This code creates a PdfReader object to read the file named example.pdf, then retrieves the total number of pages and prints it. It then extracts the text from the first page and prints it.

Splitting a PDF File

Sometimes, we need to split a large PDF file into multiple smaller files. Here is an example of how to achieve that:

from PyPDF2 import PdfReader, PdfWriter

def split_pdf(input_pdf, output_prefix):
    # Create a PdfReader object
    reader = PdfReader(input_pdf)

    # Loop through each page
    for i in range(len(reader.pages)):
        writer = PdfWriter()

        # Add the current page
        writer.add_page(reader.pages[i])

        # Write the new PDF file
        with open(f"{output_prefix}_{i + 1}.pdf", "wb") as f:
            writer.write(f)

split_pdf("large_document.pdf", "part")

This code defines a function split_pdf, which accepts two parameters: the input PDF file name and the output prefix. For each page in the input PDF, it creates a new PDF file and saves it.

Merging Multiple PDF Files

Merging multiple PDF files is also quite simple. Here’s an example:

from PyPDF2 import PdfReader, PdfWriter

def merge_pdfs(inputs, output):
    writer = PdfWriter()

    for input_pdf in inputs:
        reader = PdfReader(input_pdf)
        for page in reader.pages:
            writer.add_page(page)

    with open(output, "wb") as f:
        writer.write(f)

merge_pdfs(["doc1.pdf", "doc2.pdf"], "merged.pdf")

This function takes a list of multiple PDF file names as input and merges them into a single PDF file. Each page is added using the add_page method.

Rotating PDF Pages

If you need to adjust the orientation of certain pages in a PDF, you can easily do so with the rotate_clockwise or rotate_counter_clockwise methods:

from PyPDF2 import PdfReader, PdfWriter

def rotate_pages(input_pdf, output_pdf, angle):
    reader = PdfReader(input_pdf)
    writer = PdfWriter()

    for page in reader.pages:
        if angle == 90:
            page.rotate_clockwise(90)
        elif angle == -90:
            page.rotate_counter_clockwise(90)
        else:
            raise ValueError("Angle must be 90 or -90.")

        writer.add_page(page)

    with open(output_pdf, "wb") as f:
        writer.write(f)

rotate_pages("example.pdf", "rotated.pdf", 90)

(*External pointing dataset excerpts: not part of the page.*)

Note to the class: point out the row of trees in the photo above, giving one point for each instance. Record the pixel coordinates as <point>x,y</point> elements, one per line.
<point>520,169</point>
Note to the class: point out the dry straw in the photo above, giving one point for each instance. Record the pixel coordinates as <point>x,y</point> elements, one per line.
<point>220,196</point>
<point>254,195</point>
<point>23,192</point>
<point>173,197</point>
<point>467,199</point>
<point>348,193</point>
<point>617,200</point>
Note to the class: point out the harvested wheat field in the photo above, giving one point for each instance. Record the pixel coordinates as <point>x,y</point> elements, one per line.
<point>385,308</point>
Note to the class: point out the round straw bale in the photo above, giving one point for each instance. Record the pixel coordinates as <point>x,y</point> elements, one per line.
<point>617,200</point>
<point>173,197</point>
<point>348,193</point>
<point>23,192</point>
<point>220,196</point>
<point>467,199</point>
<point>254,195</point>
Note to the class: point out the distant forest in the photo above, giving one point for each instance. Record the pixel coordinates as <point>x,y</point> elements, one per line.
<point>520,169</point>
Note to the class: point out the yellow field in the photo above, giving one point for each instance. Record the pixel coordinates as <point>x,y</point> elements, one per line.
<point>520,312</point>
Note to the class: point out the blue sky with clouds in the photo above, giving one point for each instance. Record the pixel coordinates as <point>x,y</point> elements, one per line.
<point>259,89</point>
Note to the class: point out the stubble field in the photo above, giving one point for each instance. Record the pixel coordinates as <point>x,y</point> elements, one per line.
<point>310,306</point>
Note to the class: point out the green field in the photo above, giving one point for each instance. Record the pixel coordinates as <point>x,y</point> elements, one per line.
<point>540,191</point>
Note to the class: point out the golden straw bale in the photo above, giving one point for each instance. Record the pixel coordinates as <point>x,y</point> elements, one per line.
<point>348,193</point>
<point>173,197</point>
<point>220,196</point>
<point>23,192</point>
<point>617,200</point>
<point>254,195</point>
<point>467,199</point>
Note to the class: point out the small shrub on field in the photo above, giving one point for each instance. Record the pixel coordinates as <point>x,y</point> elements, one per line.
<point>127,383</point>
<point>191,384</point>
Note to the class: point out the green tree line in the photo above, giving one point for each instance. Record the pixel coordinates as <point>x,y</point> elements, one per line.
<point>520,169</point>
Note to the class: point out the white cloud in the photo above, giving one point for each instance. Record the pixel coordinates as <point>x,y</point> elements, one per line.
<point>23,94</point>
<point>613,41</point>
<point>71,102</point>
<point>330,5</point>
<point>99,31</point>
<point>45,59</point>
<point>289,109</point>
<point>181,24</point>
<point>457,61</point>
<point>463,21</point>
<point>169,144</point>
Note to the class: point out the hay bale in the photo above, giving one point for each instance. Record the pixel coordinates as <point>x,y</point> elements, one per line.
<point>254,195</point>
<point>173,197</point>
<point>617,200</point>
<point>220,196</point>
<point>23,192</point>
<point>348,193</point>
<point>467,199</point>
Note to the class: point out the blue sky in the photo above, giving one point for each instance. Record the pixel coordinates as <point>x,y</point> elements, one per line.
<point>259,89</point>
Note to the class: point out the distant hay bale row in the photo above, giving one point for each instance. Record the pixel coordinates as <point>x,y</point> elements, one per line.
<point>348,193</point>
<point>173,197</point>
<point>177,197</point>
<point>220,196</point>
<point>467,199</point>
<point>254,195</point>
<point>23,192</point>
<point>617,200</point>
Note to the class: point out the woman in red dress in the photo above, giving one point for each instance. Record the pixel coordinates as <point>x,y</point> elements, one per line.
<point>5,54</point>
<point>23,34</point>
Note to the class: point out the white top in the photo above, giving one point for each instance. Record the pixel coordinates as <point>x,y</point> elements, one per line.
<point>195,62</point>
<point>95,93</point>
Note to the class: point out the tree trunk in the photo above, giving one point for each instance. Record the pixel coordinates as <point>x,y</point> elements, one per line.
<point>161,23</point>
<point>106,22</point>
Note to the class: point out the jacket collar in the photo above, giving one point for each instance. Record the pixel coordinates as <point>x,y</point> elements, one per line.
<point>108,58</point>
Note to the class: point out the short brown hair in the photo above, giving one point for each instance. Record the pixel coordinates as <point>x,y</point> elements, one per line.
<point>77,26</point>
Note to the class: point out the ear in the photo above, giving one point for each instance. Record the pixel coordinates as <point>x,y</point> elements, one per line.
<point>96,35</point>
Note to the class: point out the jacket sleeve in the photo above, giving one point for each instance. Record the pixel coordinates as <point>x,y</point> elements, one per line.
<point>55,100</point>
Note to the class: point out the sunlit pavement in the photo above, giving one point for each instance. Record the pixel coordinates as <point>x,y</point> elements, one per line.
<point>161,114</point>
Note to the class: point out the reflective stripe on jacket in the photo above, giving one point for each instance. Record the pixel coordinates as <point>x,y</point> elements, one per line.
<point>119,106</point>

This function rotates all pages in the PDF by the specified angle (either 90 or -90 degrees) and saves the result to a new PDF file.

Encrypting a PDF File

Encrypting a PDF file can protect its content from unauthorized access. Here’s a simple encryption example:

from PyPDF2 import PdfReader, PdfWriter

def encrypt_pdf(input_pdf, output_pdf, password):
    reader = PdfReader(input_pdf)
    writer = PdfWriter()

    for page in reader.pages:
        writer.add_page(page)

    # Set the password
    writer.encrypt(password)

    # Write the encrypted PDF file
    with open(output_pdf, "wb") as f:
        writer.write(f)

encrypt_pdf("example.pdf", "encrypted.pdf", "secret")

This code defines the encrypt_pdf function, which accepts three parameters: the input PDF file name, the output PDF file name, and the password. It adds each page from the input PDF to the writer object, then encrypts the PDF using the encrypt method, and writes the encrypted file to a new PDF.

Decrypting a PDF File

To read an encrypted PDF, you need to decrypt it first. Here’s an example:

from PyPDF2 import PdfReader, PdfWriter

def decrypt_pdf(input_pdf, output_pdf, password):
    reader = PdfReader(input_pdf)

    # Check if the PDF is encrypted
    if reader.is_encrypted:
        try:
            reader.decrypt(password)
        except Exception as e:
            print(f"Error: {e}")
            return

    writer = PdfWriter()

    for page in reader.pages:
        writer.add_page(page)

    # Write the decrypted PDF file
    with open(output_pdf, "wb") as f:
        writer.write(f)

decrypt_pdf("encrypted.pdf", "decrypted.pdf", "secret")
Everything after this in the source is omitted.